New research is showing the influence a neighborhood can have on the health of a person’s kidneys. Research specifically looked at the neighborhood’s socioeconomic status, including the education level of the population, walk-ability, violent crime rate and availability of healthy food.
Previous studies have looked at the association between socioeconomic situation and chronic kidney problems. But, there is not a great deal of information on how the characteristics of an individual’s neighborhood may influence the risk of poor renal health developing.
The kidneys filter the blood, removing wastes and toxins. This material is then expelled from the body through urine. When the kidneys function at reduced capacity or are no longer functioning, the patient has chronic kidney problems. These people then have to undergo routine hemodialysis several times
a week to remove these toxins. If they are allowed to build up, they can cause damage to other organs and even organ failure. Approximately 15% or 37 million people in the United States suffer from this condition with nine out of ten cases remaining undiagnosed.
One study looked at 23,692 adults in Philadelphia between 2016 and 2017. Researchers found those living in the lower socioeconomic neighborhoods were more likely to have kidney problems. They also found neighborhoods with poor walk-ability were also neighborhoods where residents had poor blood sugar control in those living with chronic kidney disease and poor blood pressure control in those without chronic kidney disease.
Further research reinforced this and showed neighborhoods which promoted physical activity allowed for good blood sugar and blood pressure management. It’s quite obvious from this study that there is a direct correlation between socioeconomic status and prevalence of chronic health issues, such as kidney disease.

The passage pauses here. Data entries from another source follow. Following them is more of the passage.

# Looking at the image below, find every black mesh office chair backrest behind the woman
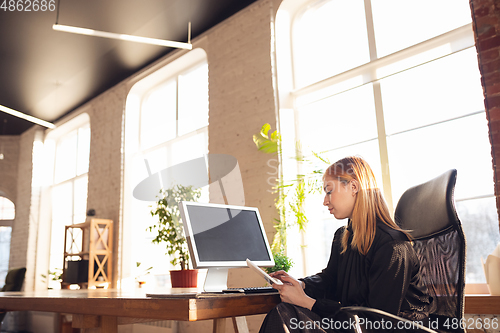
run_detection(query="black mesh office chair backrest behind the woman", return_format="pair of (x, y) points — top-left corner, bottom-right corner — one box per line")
(395, 169), (466, 331)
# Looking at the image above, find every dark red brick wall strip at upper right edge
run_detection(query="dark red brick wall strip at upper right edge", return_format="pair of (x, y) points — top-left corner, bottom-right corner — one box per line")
(469, 0), (500, 228)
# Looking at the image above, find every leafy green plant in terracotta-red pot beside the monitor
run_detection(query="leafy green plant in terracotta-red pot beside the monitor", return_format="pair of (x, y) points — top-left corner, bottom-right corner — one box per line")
(148, 185), (201, 288)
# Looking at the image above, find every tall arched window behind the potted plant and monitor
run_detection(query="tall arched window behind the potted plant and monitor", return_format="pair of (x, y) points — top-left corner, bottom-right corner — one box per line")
(125, 49), (208, 288)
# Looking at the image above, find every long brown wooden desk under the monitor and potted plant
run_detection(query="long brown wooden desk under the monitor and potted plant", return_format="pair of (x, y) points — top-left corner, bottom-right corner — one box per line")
(0, 289), (280, 333)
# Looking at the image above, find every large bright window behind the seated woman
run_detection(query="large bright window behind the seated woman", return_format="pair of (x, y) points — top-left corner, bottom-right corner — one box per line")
(277, 0), (500, 283)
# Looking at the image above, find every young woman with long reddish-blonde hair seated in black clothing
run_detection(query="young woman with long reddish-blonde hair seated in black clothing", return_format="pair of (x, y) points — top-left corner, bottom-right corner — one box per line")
(260, 157), (431, 332)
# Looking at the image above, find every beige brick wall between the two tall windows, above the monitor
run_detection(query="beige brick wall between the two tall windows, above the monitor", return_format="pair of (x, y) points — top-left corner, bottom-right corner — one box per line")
(206, 1), (276, 253)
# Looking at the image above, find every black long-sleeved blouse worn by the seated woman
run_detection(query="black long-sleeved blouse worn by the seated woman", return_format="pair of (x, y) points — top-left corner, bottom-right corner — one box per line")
(301, 222), (432, 320)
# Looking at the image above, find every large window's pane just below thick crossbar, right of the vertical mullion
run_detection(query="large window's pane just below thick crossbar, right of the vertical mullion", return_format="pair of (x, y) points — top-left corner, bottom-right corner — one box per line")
(380, 48), (486, 134)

The more widely-accessible food options in lower income areas are overwhelmingly processed, higher fat, higher sugar and higher sodium foods. Not having a safe place to walk or even enough time to exercise because of factors like having to work two jobs just to stay afloat, all contribute to a catch-22 that keep residents of these neighborhoods in a precarious position health wise. To some, the solution may seem simple enough, “just change your diet to organic, fresh produce, etc.” This, however, is not necessarily so simple for those who lack the economic resources to afford such overpriced items or who may be supporting multiple members of the household. It’s vital to approach every case with empathy and understanding of each unique situation and work within that framework to help rejuvenate health in a way that is attainable and maintainable.